In January 2013 Amos was selected in the Wales Under 20 squad for the 2013 Under 20 Six Nations Championship, having previously played for Wales Under 16 and Wales Under 18. That summer he played in the Under 20 World Cup, where Wales reached the final.

In November 2013 Amos was called up to the senior Wales squad for the Autumn international series matches. He made his full international debut on the wing versus Tonga on 22 November 2013. Amos was narrowly denied a try by his right foot being in touch.

In September 2015, Amos was selected in the Wales squad for the 2015 Rugby World Cup, where he scored his first international try in Wales' opening game against Uruguay. A week later he played in the victory against England, but a shoulder injury in this match meant he could play no further part in the tournament.

In April 2018, Amos was selected as a member of the Commonwealth Games squad to play in the Gold Coast for the Wales Rugby Sevens team.

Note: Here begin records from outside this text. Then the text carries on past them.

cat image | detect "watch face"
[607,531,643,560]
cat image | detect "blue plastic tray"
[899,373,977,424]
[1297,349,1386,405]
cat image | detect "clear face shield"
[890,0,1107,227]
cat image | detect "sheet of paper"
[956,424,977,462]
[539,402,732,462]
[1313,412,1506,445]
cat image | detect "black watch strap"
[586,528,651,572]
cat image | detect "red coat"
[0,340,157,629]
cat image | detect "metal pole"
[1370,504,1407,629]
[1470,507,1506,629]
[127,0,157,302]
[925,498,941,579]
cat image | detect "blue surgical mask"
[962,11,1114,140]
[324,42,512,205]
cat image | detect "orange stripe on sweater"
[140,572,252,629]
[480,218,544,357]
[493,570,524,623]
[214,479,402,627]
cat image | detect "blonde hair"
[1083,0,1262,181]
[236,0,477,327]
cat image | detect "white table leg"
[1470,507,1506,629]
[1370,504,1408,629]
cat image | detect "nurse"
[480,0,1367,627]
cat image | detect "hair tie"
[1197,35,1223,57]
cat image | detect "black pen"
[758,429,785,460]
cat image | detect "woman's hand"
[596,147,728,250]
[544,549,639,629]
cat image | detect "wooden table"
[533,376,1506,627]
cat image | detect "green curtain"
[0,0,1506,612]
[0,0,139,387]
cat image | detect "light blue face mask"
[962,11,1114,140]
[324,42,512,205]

Amos was involved in the 2019 Six Nations Championship, where Wales won the Grand Slam.

In September 2019, Amos was selected in the Wales squad for the 2019 Rugby World Cup. He played in the bronze medal match against New Zealand, scoring Wales' opening try.

In Wales' victorious campaign in the 2021 Six Nations Championship, Amos started their opening match against Ireland.

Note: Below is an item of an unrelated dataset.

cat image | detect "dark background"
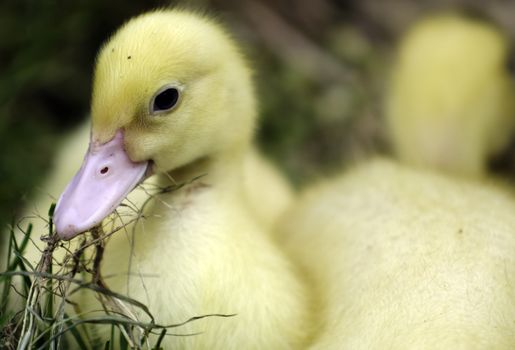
[0,0,515,230]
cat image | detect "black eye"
[152,88,179,113]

Alongside Shane Williams and Gareth Thomas, Amos is one of only three Welshmen to have scored international Test tries against New Zealand, South Africa, Australia and Argentina.

=== International tries ===

| Try | Opponent | Location | Venue | Competition | Date | Result |
|---|---|---|---|---|---|---|
| 1 | Uruguay | Cardiff, Wales | Millennium Stadium | 2015 Rugby World Cup | 20 September 2015 | Win |
| 2 | Australia | Cardiff, Wales | Millennium Stadium | 2017 Autumn internationals | 11 November 2017 | Loss |
| 3 | Georgia | Cardiff, Wales | Millennium Stadium | 2017 Autumn internationals | 18 November 2017 | Win |
| 4 | South Africa | Washington, D.C., USA | RFK Stadium | 2018 Summer tour | 2 June 2018 | Win |
| 5 | Argentina | San Juan, Argentina | Estadio San Juan | 2018 Summer tour | 9 June 2018 | Win |
| 6 | New Zealand | Yokohama, Japan | International Stadium Yokohama | 2019 Rugby World Cup | 1 November 2019 | Loss |

==Personal life==
Amos studied medicine at the Cardiff University School of Medicine, following in the footsteps of both his doctor parents and other Welsh international rugby players such as J. P. R. Williams and Jamie Roberts. During his studies at Cardiff, he completed an intercalated degree in Neuroscience, in which he achieved First Class Honours.